Wand und Boden
: Psychedelische Effekte mit Brustwarzen

■ Kunst in Berlin jetzt: pop mix, allgirls mix, Akt im Internet

Zur Eröffnung gab es stilechtes Popcorn, und die Bilder kannte man aus dem Kino, der Werbung oder dem Fleurop-Katalog. „pop mix/volume one“ ist vielleicht nicht direkt populär, aber doch durchschaubar. Wer nach Waren, Kult und klaren Zeichen sucht, findet unter jeder Oberfläche wild ausschwärmende Details.
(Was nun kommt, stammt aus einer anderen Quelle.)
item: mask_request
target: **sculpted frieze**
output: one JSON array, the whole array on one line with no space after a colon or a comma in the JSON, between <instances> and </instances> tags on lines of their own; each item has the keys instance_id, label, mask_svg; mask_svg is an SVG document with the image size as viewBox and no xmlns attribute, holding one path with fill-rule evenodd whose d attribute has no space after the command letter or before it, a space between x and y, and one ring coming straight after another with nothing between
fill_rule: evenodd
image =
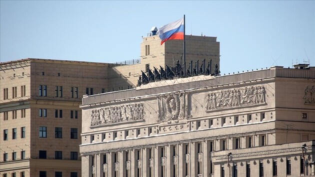
<instances>
[{"instance_id":1,"label":"sculpted frieze","mask_svg":"<svg viewBox=\"0 0 315 177\"><path fill-rule=\"evenodd\" d=\"M158 122L178 120L187 118L187 93L178 93L157 97Z\"/></svg>"},{"instance_id":2,"label":"sculpted frieze","mask_svg":"<svg viewBox=\"0 0 315 177\"><path fill-rule=\"evenodd\" d=\"M244 106L266 103L266 90L263 86L222 90L209 93L206 98L206 111Z\"/></svg>"},{"instance_id":3,"label":"sculpted frieze","mask_svg":"<svg viewBox=\"0 0 315 177\"><path fill-rule=\"evenodd\" d=\"M309 85L306 87L303 98L305 103L315 103L315 86Z\"/></svg>"},{"instance_id":4,"label":"sculpted frieze","mask_svg":"<svg viewBox=\"0 0 315 177\"><path fill-rule=\"evenodd\" d=\"M90 126L144 119L142 103L94 109L90 115Z\"/></svg>"}]
</instances>

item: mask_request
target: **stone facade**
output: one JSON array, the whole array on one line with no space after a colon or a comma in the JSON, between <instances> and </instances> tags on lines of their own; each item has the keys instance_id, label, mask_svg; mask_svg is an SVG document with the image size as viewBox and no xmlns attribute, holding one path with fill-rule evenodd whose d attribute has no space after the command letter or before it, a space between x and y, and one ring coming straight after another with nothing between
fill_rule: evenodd
<instances>
[{"instance_id":1,"label":"stone facade","mask_svg":"<svg viewBox=\"0 0 315 177\"><path fill-rule=\"evenodd\" d=\"M1 63L0 177L81 176L78 106L83 95L111 90L109 66L32 58Z\"/></svg>"},{"instance_id":2,"label":"stone facade","mask_svg":"<svg viewBox=\"0 0 315 177\"><path fill-rule=\"evenodd\" d=\"M276 66L84 96L82 175L314 175L314 67ZM102 110L130 105L143 107L133 114L141 119L124 111L120 121L102 119Z\"/></svg>"}]
</instances>

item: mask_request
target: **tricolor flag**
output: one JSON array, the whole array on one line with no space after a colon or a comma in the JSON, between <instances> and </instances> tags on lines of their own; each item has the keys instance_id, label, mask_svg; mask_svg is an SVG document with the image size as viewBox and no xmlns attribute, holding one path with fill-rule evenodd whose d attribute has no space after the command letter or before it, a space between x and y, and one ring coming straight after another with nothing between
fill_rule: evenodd
<instances>
[{"instance_id":1,"label":"tricolor flag","mask_svg":"<svg viewBox=\"0 0 315 177\"><path fill-rule=\"evenodd\" d=\"M184 39L184 18L166 24L158 31L161 45L168 40Z\"/></svg>"}]
</instances>

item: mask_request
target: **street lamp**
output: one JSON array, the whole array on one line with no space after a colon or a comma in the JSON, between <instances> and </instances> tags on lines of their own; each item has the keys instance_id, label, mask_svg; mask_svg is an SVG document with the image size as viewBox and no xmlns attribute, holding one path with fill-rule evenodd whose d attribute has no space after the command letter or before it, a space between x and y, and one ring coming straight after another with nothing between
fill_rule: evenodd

Gabriele Basch malt hübsch leuchtende Schnittblumen, die eine sehr kaleidoskopisch schimmernde Tapete mit aufgesprühten Gebrauchslogos verdecken. Männlein trinken piktographisch versetzt im Kreis, eine Hand greift zum Mülleimer. Thomas Hauser überarbeitet hochkopierte Modeanzeigen, bis sich die Mädchen in dichte Farbschichten auflösen. Und Claudia Hart zeigt in ihrem Video „Face Dancing“ allerhand Grimassen, die ebenso schnell wie die Kolorierung mit jeder Kameraeinstellung wechseln: Ein roter Schrei, ein grummelndes Blau, im Hintergrund hört man die Künstlerin hysterische Baby-Lieder singen.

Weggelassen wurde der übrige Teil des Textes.